Comme son arrière-grand-père qui avait conquis le marché russe en 1910 pour devenir le fournisseur officiel du tsar puis tout perdre en 1917, Cyril Camus endosse les qualités de ses prédécesseurs pour aller de l’avant mais également surmonter les crises et perpétuer l’entreprise, «la plus grande parmi les petites maisons indépendantes». Cognaçais d’origine, devenu chinois d’adoption, il établit comme règle de préserver l’indépendance et le savoir-faire de la marque créée par ses aïeux tout en regardant vers le futur. «La tradition, dit-il, est une base, pas le but. Ma contribution à cette histoire partagée repose sur ma facilité à me réinventer». Le chef d’entreprise ne saurait si bien dire. Avec la fermeture des aéroports et un trafic aérien réduit à néant durant la pandémie de Covid, les conséquences auraient pu être fatales à Camus et ses 300 employés, dits les «camusards». 

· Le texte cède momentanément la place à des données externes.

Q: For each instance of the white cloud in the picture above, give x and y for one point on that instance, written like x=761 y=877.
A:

Une «communauté» qui réalise 50 % de son chiffre d’affaires sur le marché du Duty Free. Le choc passé, ce fut l’occasion «de se poser les bonnes questions. Que proposons-nous de différent ?» La décision a été prise de «lever le voile» sur une particularité menée jusqu’alors «en toute discrétion» : l’individualisation du produit et du packaging ; depuis cinq ans, «le» point fort des cognacs Camus grâce à un atelier de création intégré. Le lancement de Jubilee 5.50 est l’occasion de faire la lumière sur cette démarche. Chaque pièce est conçue à l’image de la personne qui la reçoit ou la commande pour que l’objet soit unique et raffiné ; qu’elle symbolise le plaisir de l’instant partagé mais aussi la durée et la réussite du récipiendaire «à la façon d’un meuble ancien que l’on transmet à ses enfants de génération en génération». Avec ce Jubilee 5.50 futuriste qui lui ressemble, Cyril Camus assume son portrait chinois. Un acte de foi décliné en cinquante exemplaires exclusifs à travers le monde, pour célébrer l’avenir. 

Jubilee 5.50 Camus, 45 coffrets exclusifs (29 800 €) et 5 bureaux d’exception (78 000 €).